Add “.mic” to the execution file for the Xeon Phi coprocessor.

Apart from “.mic”, the Names of the execution files for the Xeon CPU and the Xeon Phi coprocessor must be identical.


==== Sample Script to Submit Jobs ====

phi_native.sh

{{{
### sample

#!/bin/sh
#PBS -q wSrchq
#PBS -l nodes=3:ppn=2:Phi

MIC0_PROCS=3
MIC1_PROCS=1
source /common/torque/MIC/mkmachinefile.sh

cd $PBS_O_WORKDIR
mpirun -machinefile ${MACHINEFILE} -n ${PBS_NP} ./sample_phi

}}}


'''Note on #PBS -q'''

A job can be submitted to either the wSrchq or wLrchq queues.

'''Note on #PBS -l'''

Always specify :Phi in #PBS –l. This is the setting to specify the calculation node equipped with the Xeon Phi processors.

'''Note on MIC0_PROCS and MIC1_PROCS'''

Two Xeon Phi processors are installed on a single node in the system. '''MIC0_PROCS=''' and '''MIC1_PROCS=''' are used to specify the number of processes to invoke on the respective Xeon Phi processor on the calculation node. In the script file shown above, three calculation nodes are used by specifying nodes=3. One of the Xeon Phi processors on each node invokes 3 processes while the other invokes 1 process. The Xeon Phi’s capacity is 60 core/240 threads per processor. The value specified in '''MIC0_PROCS=''' and '''MIC1_PROCS=''' must be 240 or less.

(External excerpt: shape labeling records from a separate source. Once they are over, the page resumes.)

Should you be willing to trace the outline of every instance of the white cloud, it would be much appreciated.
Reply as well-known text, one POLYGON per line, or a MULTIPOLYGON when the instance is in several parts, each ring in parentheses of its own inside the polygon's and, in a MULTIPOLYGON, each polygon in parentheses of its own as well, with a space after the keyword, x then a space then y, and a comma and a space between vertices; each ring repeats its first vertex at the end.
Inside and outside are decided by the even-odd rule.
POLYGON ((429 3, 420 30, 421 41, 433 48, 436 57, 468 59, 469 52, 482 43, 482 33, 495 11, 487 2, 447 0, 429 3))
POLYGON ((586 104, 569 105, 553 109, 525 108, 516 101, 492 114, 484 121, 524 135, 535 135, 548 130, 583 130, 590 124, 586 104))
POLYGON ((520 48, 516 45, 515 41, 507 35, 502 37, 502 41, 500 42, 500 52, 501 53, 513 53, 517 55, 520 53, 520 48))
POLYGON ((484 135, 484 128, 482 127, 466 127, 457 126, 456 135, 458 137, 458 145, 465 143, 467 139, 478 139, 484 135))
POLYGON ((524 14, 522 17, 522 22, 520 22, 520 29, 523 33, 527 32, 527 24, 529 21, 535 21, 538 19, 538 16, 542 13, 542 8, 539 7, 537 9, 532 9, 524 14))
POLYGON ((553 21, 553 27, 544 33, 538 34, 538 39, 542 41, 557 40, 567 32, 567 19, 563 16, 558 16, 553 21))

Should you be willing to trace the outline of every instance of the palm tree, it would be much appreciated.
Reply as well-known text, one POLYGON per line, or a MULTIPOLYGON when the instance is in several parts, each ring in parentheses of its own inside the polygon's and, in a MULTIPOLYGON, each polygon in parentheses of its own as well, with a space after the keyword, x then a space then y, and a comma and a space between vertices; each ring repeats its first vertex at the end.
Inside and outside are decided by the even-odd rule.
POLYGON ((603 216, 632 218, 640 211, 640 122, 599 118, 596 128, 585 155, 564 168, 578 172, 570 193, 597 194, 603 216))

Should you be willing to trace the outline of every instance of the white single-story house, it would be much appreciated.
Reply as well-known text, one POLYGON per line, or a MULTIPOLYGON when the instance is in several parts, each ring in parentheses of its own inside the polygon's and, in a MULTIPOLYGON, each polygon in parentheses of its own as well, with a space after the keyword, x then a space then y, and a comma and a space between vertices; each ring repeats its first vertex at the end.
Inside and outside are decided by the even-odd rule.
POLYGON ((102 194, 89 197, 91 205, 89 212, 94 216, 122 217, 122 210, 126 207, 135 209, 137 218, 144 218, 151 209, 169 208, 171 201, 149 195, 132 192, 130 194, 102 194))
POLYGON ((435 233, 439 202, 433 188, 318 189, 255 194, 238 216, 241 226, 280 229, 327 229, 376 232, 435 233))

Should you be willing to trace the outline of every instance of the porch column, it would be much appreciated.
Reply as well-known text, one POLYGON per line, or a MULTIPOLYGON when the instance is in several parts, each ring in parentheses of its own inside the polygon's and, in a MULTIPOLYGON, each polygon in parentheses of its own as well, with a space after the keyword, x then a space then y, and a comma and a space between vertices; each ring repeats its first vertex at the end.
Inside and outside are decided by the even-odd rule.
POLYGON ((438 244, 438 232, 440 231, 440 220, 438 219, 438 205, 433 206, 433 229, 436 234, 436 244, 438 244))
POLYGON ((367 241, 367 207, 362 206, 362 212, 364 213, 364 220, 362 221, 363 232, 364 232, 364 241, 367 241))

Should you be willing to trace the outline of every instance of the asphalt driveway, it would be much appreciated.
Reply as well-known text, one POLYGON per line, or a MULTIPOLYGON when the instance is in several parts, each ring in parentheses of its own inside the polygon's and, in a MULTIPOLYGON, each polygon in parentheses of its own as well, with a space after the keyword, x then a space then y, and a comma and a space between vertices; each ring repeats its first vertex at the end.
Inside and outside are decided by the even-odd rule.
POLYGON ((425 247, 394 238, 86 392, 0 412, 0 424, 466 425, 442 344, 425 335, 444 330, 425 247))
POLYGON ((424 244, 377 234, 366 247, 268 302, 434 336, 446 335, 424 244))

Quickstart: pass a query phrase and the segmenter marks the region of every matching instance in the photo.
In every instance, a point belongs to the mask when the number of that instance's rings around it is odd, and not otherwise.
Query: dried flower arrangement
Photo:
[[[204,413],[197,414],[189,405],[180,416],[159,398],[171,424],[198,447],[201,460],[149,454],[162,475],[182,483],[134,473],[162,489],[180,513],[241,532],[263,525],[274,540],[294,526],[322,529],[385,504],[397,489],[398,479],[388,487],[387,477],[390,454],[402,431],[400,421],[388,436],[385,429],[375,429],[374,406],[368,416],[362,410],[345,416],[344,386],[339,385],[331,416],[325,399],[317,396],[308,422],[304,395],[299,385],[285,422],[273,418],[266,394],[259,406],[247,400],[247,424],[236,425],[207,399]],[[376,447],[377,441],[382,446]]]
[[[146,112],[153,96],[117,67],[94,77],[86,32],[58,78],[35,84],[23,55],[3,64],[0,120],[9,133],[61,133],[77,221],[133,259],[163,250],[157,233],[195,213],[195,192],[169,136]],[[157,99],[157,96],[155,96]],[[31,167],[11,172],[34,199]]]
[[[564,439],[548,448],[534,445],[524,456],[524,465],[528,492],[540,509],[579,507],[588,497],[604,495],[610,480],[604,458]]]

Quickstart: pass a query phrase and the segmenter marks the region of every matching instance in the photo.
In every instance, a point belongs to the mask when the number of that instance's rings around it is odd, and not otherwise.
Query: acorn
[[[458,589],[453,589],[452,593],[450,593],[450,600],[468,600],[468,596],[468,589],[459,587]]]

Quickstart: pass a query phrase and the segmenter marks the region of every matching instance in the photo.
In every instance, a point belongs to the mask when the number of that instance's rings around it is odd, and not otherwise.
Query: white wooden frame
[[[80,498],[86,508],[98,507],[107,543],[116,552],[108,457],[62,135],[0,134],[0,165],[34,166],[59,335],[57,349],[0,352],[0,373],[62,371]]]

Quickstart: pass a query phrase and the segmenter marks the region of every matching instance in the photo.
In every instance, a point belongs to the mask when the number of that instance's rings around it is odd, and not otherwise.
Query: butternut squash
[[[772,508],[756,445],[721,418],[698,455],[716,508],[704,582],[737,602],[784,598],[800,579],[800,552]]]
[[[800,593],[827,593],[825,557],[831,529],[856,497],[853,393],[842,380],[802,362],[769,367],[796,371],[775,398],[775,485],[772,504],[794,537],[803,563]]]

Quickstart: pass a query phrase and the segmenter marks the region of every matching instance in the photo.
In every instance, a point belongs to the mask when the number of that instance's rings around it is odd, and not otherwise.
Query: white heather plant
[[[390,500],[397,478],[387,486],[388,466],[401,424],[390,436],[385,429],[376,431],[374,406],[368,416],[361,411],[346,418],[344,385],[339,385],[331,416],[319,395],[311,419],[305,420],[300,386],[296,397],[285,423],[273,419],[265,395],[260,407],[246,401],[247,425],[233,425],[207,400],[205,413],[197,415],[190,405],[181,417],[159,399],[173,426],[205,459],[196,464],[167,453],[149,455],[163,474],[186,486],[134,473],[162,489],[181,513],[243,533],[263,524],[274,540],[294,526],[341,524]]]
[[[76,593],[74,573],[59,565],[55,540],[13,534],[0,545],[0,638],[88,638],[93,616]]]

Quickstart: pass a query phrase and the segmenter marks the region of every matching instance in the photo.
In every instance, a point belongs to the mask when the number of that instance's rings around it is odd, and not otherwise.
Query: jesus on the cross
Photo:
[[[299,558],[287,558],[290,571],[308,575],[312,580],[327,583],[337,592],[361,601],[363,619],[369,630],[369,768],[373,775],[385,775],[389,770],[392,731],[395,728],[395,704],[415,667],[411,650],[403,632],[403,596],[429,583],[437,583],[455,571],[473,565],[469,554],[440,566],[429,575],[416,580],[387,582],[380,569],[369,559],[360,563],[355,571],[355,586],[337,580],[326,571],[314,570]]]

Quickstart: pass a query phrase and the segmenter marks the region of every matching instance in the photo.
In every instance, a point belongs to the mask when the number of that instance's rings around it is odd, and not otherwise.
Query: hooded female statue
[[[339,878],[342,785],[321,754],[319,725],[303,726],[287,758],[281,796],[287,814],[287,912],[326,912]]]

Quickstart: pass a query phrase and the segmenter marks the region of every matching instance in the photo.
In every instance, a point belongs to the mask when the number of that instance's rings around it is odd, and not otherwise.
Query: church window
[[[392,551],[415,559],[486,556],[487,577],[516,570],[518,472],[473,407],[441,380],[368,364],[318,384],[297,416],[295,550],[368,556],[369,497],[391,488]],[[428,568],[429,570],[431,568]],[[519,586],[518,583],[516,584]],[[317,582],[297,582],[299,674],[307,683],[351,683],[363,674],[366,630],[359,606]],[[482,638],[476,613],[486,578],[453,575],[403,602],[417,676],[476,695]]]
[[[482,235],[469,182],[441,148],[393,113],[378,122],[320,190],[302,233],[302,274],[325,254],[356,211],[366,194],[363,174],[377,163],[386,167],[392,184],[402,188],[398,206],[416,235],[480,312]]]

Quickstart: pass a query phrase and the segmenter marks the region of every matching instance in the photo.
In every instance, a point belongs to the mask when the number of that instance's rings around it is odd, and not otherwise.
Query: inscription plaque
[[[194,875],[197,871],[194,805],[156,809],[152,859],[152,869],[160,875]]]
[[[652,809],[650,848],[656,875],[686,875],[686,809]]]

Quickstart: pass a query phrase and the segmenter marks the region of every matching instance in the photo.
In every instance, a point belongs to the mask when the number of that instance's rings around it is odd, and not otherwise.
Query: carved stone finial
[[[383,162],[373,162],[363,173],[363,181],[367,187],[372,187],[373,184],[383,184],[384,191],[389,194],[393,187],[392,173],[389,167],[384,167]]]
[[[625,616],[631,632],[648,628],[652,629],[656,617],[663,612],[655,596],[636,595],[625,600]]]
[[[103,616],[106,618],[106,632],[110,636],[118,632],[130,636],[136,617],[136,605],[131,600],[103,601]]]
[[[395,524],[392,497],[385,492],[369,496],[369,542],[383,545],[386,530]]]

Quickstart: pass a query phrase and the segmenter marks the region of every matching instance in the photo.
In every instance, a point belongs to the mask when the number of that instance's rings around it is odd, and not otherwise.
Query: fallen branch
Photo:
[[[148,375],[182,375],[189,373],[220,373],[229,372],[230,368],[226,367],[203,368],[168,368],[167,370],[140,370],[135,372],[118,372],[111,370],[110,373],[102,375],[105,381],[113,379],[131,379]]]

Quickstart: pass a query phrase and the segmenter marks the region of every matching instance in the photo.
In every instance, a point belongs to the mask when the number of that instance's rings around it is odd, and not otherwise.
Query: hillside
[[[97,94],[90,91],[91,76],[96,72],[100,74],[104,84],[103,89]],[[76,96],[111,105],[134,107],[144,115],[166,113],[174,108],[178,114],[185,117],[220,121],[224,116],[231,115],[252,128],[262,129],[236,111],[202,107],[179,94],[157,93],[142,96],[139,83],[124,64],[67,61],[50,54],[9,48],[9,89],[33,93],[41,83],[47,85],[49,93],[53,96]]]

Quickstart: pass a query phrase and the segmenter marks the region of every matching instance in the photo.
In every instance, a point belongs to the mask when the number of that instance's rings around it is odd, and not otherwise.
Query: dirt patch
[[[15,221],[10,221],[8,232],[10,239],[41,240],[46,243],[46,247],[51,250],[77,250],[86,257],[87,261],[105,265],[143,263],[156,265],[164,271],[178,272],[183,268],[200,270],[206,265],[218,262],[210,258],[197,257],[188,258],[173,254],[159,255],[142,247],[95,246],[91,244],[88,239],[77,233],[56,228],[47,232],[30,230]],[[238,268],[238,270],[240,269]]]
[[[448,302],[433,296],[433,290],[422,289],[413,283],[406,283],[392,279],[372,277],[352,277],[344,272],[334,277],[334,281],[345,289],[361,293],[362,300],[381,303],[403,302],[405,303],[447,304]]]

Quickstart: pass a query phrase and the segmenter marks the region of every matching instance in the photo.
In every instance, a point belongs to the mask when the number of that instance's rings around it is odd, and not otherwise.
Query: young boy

'''Note on the number of parallel process'''

In the script file shown above invokes 18 processes in total and executes them in parallel. Assume that wsnd00, wsnd02, and wsnd03 are selected by '''nodes=3'''. To distinguish the two Xeon Phi processors on the calculation node, they are named '''Xeon Phi0''' and '''Xeon Phi1''', respectively. A total of 18 processes are invoked in this example: 2 processes in wsnd00, 3 processes in Xeon Phi0 in wsnd00， 1 process in Xeon Phi1 in wsnd00， 2 processes in wsnd02， 3 processes in Xeon Phi0 in wsnd02， 1 process in Xeon Phi1 in wsnd02， 2 processes in wsnd03，3 processes in Xeon Phi0 in wsnd03，and 1 process in Xeon Phi1 in wsnd03.

'''Others'''

Change the values for the following options as appropriate: the queues to submit the job, the values for nodes=，ppn=, MIC0_PROCS=, and MIC0_PROCS=, and the execution file name ( '''sample_phi''' in the above script file).


=== Offload Execution ===
==== Sample Source Program ====
tbo_sort.c

Location: /common/intel-2013SP1/composer_xe_2013_sp1.0.080/Samples/en_US/C++/mic_samples/LEO_tutorial/tbo_sort.c


==== Compiling ====
When compiling, always specify the '''-openmp option'''. Specify an Intel complier.
% icc -openmp tbo_sort.c -o tbo_sort

==== Sample Script to Submit Jobs ====
phi_offload.sh

{{{
### sample

#!/bin/sh
#PBS -q wSrchq
#PBS -l nodes=1:ppn=20:Phi

cd $PBS_O_WORKDIR
./tbo_sort

}}}

'''Note on #PBS -q'''

A job can be submitted to either the '''wSrchq''' or '''wLrchq''' queues.

'''Note on #PBS -l'''

There is no need to change '''#PBS -l nodes=1:ppn=20:Phi'''. This line means to use a single calculation node on Xeon Phi exclusively. 

'''Others'''

Change the queue to submit the job and the execution file name ('''tbo_sort''' in the above script file) as appropriate. 

=== Limitations ===
● Specify the IP address of Xeon Phi when using '''mpirun –machinefile'''. Usually, the value for '''–machinefile''' is generated automatically by mkmachinefile.sh.

● Only tcp is available as the MPI communication. tcp is used by default in mkmachinefile.sh. 

● Native execution is available on wsnd 00 to 09, 14, and 15 as of October 2015. The job scheduler automatically chooses the node unless otherwise specified explicitly.